KOMPAS.com - Gangguan kesuburan pada pria masih menjadi salah satu masalah kesehatan reproduksi yang kerap tidak disadari hingga pasangan kesulitan mendapatkan keturunan. Kondisi ini tidak selalu menunjukkan gejala yang jelas, sehingga sering baru terdeteksi saat menjalani pemeriksaan kesuburan.
Faktor Penyebab Gangguan Kesuburan Pria
Padahal, sejumlah faktor medis maupun gaya hidup dapat berperan terhadap kualitas sperma dan kemampuan reproduksi pria. Salah satu penyebab yang paling sering ditemukan adalah kondisi pada pembuluh darah di area skrotum, yang dikenal sebagai varikokel. Varikokel terjadi ketika pembuluh darah di dalam skrotum membesar, mirip dengan varises di kaki. Kondisi ini dapat meningkatkan suhu di sekitar testis dan mengganggu produksi sperma.
Penyebab Lain yang Perlu Diwaspadai
Selain varikokel, gangguan kesuburan pada pria juga bisa disebabkan oleh infeksi, gangguan hormonal, kelainan genetik, atau efek samping pengobatan tertentu. Faktor gaya hidup seperti merokok, konsumsi alkohol berlebihan, obesitas, dan paparan bahan kimia beracun juga berkontribusi terhadap penurunan kualitas sperma. Stres dan kurangnya aktivitas fisik pun dapat memengaruhi kesuburan pria.

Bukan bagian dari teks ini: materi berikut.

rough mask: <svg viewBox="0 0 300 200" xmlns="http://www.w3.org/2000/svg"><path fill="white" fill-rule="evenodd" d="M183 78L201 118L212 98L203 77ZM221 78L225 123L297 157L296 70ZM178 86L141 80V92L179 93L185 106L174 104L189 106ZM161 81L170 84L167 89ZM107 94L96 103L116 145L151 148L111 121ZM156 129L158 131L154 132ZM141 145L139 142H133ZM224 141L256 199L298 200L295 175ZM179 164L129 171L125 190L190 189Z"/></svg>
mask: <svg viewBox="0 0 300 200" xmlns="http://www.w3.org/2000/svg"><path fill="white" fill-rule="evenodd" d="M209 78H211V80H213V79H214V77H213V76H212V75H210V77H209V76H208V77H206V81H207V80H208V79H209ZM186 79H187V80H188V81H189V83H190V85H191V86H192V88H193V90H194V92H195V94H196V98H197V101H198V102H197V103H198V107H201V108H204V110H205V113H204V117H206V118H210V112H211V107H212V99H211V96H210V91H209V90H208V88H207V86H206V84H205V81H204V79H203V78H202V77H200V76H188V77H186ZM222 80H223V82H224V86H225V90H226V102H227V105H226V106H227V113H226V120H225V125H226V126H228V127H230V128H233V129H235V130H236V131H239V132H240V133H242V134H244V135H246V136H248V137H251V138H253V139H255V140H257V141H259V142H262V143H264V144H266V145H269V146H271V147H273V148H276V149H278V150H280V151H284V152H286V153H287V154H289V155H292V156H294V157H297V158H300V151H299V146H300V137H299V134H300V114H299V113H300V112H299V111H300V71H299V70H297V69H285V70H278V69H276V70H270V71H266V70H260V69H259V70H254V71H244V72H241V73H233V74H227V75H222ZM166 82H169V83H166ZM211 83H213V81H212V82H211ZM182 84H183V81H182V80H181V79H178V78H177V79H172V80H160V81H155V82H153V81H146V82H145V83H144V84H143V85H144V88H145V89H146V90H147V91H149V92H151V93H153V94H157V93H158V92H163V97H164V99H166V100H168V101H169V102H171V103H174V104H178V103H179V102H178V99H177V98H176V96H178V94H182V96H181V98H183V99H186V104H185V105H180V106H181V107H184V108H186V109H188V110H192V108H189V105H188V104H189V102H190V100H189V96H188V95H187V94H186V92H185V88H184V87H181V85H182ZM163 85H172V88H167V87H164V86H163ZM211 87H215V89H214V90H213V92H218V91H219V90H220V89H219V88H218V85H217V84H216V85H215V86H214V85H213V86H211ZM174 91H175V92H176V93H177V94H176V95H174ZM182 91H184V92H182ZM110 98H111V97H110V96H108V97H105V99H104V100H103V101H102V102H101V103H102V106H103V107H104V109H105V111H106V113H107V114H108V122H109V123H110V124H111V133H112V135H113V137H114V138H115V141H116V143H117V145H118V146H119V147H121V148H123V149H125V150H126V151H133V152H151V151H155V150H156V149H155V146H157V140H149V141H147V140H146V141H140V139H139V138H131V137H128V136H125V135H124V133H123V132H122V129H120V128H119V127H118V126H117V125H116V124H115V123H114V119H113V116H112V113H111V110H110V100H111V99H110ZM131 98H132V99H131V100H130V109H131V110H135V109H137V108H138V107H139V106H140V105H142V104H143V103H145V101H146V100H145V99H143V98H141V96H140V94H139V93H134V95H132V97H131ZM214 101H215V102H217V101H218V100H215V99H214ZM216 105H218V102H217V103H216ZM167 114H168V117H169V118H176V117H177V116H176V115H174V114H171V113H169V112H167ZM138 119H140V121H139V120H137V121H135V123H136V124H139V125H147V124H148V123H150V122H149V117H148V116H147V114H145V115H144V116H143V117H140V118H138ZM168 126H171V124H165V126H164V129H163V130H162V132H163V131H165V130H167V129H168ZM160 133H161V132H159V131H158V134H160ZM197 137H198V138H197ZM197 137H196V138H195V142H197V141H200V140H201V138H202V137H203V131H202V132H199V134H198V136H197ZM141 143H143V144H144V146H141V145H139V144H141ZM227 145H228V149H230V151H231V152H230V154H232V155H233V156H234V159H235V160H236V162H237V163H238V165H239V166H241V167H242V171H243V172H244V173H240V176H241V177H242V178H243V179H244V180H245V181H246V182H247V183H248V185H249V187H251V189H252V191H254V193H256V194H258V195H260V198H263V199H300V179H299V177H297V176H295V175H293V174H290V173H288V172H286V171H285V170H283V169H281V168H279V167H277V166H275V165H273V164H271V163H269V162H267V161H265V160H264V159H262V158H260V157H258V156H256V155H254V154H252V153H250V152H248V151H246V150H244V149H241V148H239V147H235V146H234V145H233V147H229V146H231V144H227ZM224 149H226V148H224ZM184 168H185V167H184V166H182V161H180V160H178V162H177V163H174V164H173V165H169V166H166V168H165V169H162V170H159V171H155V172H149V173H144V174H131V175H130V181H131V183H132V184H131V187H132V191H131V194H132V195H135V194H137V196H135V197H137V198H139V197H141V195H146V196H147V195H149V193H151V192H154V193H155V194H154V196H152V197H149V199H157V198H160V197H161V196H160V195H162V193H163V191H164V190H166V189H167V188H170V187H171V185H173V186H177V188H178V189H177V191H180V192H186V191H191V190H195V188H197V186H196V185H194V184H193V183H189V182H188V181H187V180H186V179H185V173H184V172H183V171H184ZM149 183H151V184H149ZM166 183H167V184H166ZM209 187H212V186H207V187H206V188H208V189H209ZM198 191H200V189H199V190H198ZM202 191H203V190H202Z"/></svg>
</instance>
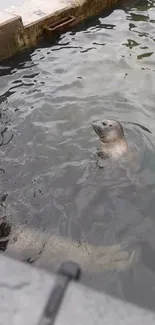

Pentingnya Pemeriksaan Dini
Mengingat gangguan kesuburan pria sering tidak bergejala, pemeriksaan dini sangat dianjurkan bagi pasangan yang merencanakan kehamilan. Analisis sperma adalah langkah awal yang umum dilakukan untuk menilai jumlah, bentuk, dan pergerakan sperma. Dengan deteksi dini, penyebab infertilitas dapat diidentifikasi dan ditangani lebih cepat, sehingga meningkatkan peluang untuk mendapatkan keturunan.